Facebook: Missouri Baking Co • 2027 Edwards Street 314-773-4122
Federhofer’s Bakery, Affton
Established in 1966 by Bill Federhofer, the bakery that bears his name is as much a staple of St. Louis as the gooey butter cake in which it specializes. In 2016, Federhofer’s Bakery celebrated fifty years of providing fresh, high-quality baked goods to the St. Louis metropolitan area.
Federhofer’s grandson, Tyler May, says his grandfather still bakes at the store each morning, using the same recipes he has used for fifty years.
Located at Gravois Road and Mathilda in the St. Louis suburb of Affton, Federhofer’s features a seemingly endless selection of freshly baked breads, coffee cakes, stollen, pies, and cakes.
Tyler says his grandfather’s recipe for gooey butter cake differs from many others because Federhofer’s doesn’t use cream cheese—a popular ingredient among gooey butter cake connoisseurs.
“We don’t use cream cheese and we don’t put powdered sugar on them unless the customer requests it,” Tyler says.
Federhofer’s offers five flavors of gooey butter cake, including turtle, chocolate chip, strawberry, and plain. The bakery makes about fifteen dozen a week, not including the forty dozen that go to Andoro & Sons Pizza for fundraisers.
FederhofersBakery.com • 9005 Gravois Road • 314-832-5116
Little O’s Old Time Soda Shop, St. Charles
Gooey butter cake has migrated to the west side of the Missouri River with Little O’s Old Time Soda Shop on Historic Main Street in St. Charles. The old-fashioned soda fountain, ice cream parlor, and sandwich shop has its own story about the origin of the gooey delight.
Soda jerks Shelley Swenson and Alli Mayfiel say the story is a tale of three bakers who ran out of options because of a lack of rations.
“The recipe is an old World War II recipe,” Shelley says. “When three bakers ran out of rations, they added powdered sugar instead of granulated sugar, so it gave it a gooey top. In typical St. Louis fashion, something happened to it.”
One of those legendary bakers was Bill Ozenkoski, who went on to operate three bakeries in the St. Louis area, says Shelley. His son, Brent Ozenkoski, started Little O’s. According to Alli, it was Bill’s wife, Christi, who had the idea for the shop, but the exact gooey butter cake recipe passes down only to the males in the Ozenkoski family.

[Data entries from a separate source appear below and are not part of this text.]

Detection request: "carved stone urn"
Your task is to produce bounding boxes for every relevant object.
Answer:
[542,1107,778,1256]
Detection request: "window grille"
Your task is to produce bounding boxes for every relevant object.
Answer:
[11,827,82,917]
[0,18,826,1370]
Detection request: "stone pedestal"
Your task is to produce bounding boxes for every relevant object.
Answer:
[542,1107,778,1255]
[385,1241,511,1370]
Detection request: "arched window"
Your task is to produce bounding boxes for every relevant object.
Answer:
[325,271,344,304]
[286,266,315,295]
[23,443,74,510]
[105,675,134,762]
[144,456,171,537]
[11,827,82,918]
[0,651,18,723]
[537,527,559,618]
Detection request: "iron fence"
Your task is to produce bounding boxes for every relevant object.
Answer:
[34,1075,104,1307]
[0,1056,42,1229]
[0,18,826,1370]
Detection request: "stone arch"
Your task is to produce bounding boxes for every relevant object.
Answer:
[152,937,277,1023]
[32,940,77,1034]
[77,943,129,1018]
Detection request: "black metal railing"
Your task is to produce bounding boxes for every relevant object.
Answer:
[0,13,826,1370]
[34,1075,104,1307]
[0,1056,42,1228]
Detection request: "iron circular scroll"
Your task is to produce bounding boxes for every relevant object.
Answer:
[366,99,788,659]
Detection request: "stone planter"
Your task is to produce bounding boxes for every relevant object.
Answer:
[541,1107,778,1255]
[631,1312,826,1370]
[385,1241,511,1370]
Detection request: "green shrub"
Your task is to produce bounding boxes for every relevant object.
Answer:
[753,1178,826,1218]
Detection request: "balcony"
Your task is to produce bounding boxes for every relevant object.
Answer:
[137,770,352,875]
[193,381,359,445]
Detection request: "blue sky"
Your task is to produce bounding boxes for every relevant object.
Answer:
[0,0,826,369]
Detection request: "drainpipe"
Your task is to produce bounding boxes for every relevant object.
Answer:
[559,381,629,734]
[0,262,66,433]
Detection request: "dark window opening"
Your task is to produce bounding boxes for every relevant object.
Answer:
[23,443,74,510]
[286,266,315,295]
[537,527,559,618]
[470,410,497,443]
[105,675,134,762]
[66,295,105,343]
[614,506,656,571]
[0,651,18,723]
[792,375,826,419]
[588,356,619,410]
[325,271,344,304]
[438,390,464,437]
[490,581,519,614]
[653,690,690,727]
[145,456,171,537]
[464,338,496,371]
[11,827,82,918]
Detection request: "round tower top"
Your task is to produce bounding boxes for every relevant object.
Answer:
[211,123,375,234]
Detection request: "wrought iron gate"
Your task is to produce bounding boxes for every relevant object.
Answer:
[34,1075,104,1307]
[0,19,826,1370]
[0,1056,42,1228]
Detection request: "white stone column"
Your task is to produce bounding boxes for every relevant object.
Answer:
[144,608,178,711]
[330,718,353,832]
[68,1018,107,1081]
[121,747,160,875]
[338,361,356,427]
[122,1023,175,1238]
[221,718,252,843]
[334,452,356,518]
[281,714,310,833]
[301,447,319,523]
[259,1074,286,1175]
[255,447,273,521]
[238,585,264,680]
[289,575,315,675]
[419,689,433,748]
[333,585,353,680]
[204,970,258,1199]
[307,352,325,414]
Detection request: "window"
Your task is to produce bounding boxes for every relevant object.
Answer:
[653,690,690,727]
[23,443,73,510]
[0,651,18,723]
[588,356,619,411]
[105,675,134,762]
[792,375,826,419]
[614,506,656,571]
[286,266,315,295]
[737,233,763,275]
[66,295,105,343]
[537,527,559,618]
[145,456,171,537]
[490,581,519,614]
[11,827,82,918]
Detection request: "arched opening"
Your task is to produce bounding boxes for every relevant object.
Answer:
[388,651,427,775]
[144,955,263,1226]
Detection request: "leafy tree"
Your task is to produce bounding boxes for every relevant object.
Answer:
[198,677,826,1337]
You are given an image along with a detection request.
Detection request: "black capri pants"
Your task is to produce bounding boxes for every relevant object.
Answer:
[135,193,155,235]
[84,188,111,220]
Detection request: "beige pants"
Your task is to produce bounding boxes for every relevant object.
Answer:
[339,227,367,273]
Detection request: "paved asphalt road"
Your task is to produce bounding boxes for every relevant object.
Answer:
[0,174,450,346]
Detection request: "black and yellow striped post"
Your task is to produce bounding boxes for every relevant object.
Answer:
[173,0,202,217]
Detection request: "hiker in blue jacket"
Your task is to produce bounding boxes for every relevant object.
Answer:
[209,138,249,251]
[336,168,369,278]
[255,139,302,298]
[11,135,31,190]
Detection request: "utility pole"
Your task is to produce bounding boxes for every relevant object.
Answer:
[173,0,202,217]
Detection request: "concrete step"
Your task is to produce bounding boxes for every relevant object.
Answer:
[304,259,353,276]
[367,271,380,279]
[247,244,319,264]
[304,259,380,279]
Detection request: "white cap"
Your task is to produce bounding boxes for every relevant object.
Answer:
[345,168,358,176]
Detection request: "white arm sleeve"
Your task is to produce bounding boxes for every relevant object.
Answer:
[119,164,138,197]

Little O’s, now owned by Brett and Christina Thomasen, offers not only the gooey butter cake made with the coveted World War II recipe but gooey butter brownies (brownie base with goo on top), and gooey butter shakes (a vanilla shake with an entire slice of gooey butter cake whipped in smoothly).

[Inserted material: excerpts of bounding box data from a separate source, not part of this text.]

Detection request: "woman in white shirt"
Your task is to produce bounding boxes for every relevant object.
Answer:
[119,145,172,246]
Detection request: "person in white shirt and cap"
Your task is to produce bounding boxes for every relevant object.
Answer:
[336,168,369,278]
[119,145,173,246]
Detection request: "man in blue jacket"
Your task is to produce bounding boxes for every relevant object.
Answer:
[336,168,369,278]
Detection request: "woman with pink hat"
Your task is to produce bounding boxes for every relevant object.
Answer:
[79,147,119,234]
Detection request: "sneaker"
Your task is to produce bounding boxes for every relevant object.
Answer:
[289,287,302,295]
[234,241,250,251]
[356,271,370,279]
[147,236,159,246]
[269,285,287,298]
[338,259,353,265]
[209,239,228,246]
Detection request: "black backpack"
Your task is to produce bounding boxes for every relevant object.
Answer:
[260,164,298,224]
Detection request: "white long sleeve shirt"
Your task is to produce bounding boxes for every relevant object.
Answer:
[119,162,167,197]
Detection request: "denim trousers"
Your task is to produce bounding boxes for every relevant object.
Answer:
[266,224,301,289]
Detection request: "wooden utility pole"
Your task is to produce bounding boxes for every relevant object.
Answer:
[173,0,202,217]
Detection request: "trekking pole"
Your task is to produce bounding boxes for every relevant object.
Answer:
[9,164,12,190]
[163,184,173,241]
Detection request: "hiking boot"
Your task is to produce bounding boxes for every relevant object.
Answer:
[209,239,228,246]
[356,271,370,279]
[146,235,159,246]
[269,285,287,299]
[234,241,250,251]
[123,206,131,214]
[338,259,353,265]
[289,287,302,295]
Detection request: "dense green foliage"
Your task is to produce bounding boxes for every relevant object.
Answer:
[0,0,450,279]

Customers can take a seat at the old-time soda counter and sample rose rolls, old fashioned candies, glass-bottle sodas, milkshakes, handmade sodas with carbonated water and choice of syrup, egg creams, crème sodas, floats, ice cream sodas, and even Pokémon sodas with different flavors of phosphates that correspond with what the Pokémon character looks like.